The photography contributes to this feeling. It is beautiful, but not joyful. It has the same nostalgia as "Elvira Madigan" or the snapshots in an old photo album. At every moment, we have the feeling that something tragic has already happened to these people we see smiling. And, of course, something has.
"The Swimmer" is based on a John Cheever story from the New Yorker, and it's the sort of allegory the New Yorker favors. Like assorted characters by John Updike and J.D. Salinger, Cheever's swimmer is a tragic hero disguised as an upper-class suburbanite. There are a lot of tragic heroes hidden in suburbia, I guess, perhaps because so many of them subscribe to the New Yorker. You are what you read.
One interesting thing about "The Swimmer" is that it manages so successfully to reproduce the feeling of a short story in the medium of film. It is a very literary movie, and by that I don't mean the characters stand around talking to each other a lot. The film episodes are put together in a rather formal way, like a well-made short story, and there is none of the fluid movement between scenes that you usually expect in movies.
The movement of the film is from morning to dusk, from sunshine to rain, from youth to age and from fantasy to truth. It would also appear that the swimmer's experiences are not meant to represent a single day, but a man's life.

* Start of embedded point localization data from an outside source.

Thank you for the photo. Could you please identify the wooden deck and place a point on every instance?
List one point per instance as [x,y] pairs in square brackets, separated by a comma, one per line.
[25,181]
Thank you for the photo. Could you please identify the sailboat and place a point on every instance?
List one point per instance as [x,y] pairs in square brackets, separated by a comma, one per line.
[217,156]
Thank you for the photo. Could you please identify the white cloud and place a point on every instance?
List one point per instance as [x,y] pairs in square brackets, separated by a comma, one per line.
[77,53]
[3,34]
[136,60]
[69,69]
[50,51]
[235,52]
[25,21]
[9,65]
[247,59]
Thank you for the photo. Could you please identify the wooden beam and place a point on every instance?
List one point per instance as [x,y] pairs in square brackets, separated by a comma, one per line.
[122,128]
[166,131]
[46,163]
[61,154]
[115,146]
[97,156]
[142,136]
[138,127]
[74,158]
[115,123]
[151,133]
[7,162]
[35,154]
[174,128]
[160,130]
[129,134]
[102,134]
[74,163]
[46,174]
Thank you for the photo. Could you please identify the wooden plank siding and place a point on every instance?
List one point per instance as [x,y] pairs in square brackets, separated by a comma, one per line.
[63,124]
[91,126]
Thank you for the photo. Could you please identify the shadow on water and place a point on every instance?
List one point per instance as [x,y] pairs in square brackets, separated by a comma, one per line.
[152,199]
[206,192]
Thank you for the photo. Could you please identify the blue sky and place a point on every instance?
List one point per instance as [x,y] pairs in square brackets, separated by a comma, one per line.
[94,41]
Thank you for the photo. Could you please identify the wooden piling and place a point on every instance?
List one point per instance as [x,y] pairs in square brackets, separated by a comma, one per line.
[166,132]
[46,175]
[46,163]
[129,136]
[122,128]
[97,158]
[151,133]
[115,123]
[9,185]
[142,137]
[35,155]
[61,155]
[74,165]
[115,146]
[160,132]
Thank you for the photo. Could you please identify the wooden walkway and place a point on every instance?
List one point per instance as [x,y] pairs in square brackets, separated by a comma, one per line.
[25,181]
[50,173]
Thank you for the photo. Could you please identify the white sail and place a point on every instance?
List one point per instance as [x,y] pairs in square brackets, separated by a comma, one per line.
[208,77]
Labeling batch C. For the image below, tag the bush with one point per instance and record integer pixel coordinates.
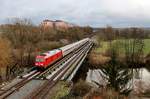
(81, 88)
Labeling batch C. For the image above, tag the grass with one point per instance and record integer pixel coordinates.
(60, 90)
(104, 46)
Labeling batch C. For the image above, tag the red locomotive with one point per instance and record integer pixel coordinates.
(48, 58)
(45, 59)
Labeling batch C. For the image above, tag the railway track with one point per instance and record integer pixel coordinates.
(42, 91)
(59, 63)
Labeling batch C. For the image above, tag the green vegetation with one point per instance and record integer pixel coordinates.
(104, 46)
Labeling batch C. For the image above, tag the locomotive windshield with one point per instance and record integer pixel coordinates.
(39, 60)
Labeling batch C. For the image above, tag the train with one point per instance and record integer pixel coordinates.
(44, 60)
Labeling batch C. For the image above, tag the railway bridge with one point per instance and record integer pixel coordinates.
(35, 84)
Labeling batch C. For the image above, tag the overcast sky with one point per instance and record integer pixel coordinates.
(97, 13)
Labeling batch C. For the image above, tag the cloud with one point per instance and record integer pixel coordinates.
(82, 12)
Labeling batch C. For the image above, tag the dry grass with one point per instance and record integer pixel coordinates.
(103, 93)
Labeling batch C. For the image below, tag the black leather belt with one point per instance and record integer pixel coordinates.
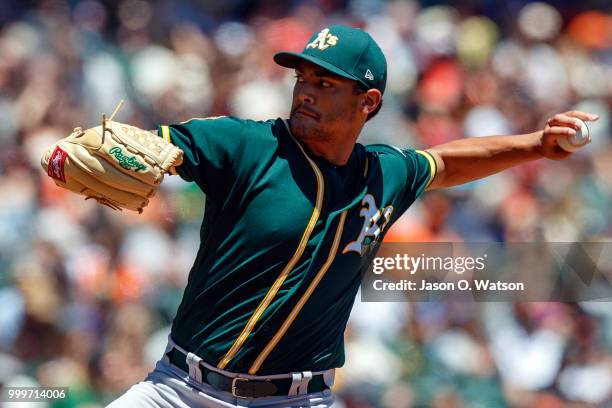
(245, 387)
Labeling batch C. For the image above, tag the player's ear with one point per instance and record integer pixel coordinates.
(371, 100)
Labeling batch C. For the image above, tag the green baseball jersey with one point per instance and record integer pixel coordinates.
(285, 239)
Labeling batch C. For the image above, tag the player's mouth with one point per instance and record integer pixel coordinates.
(302, 111)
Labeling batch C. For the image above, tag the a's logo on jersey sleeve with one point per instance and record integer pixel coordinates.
(324, 40)
(370, 231)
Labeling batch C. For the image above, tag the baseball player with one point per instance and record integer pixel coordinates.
(294, 210)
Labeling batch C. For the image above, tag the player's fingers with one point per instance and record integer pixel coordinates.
(582, 115)
(559, 131)
(562, 119)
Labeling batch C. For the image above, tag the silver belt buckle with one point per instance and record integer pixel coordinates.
(234, 381)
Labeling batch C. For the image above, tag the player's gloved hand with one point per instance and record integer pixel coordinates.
(116, 164)
(562, 125)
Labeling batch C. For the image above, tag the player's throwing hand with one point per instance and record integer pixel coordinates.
(562, 125)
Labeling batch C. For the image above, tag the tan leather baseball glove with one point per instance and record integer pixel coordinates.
(116, 164)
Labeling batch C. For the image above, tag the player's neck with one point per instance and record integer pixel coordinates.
(336, 153)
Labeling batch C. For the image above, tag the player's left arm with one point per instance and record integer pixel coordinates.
(465, 160)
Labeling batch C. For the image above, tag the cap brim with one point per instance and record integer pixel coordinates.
(293, 60)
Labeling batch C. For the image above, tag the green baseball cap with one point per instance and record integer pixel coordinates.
(346, 51)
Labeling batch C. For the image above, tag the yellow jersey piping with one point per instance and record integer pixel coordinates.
(298, 307)
(239, 342)
(432, 165)
(166, 133)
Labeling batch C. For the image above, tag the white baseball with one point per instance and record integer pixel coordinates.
(577, 141)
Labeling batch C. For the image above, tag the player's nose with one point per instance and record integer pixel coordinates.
(305, 95)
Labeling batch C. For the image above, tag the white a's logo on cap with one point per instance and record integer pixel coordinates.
(324, 39)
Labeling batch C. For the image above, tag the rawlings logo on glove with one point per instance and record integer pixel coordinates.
(116, 164)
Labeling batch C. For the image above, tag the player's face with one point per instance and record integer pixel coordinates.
(324, 105)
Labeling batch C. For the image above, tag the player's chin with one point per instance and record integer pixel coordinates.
(303, 127)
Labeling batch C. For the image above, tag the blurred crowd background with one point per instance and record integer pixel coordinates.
(87, 294)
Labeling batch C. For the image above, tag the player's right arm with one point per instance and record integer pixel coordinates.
(211, 147)
(465, 160)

What we really have here, then, is a sophisticated retelling of the oldest literary form of all: the epic. A hero sets off on a journey. He has many strange adventures along the way, during which he learns the tragic nature of life. At last he arrives at his goal, older and wiser and with many a tale to tell. The journey Cheever's swimmer makes has been made before in other times and lands by Ulysses, Don Quixote, Huckleberry Finn and Augie March.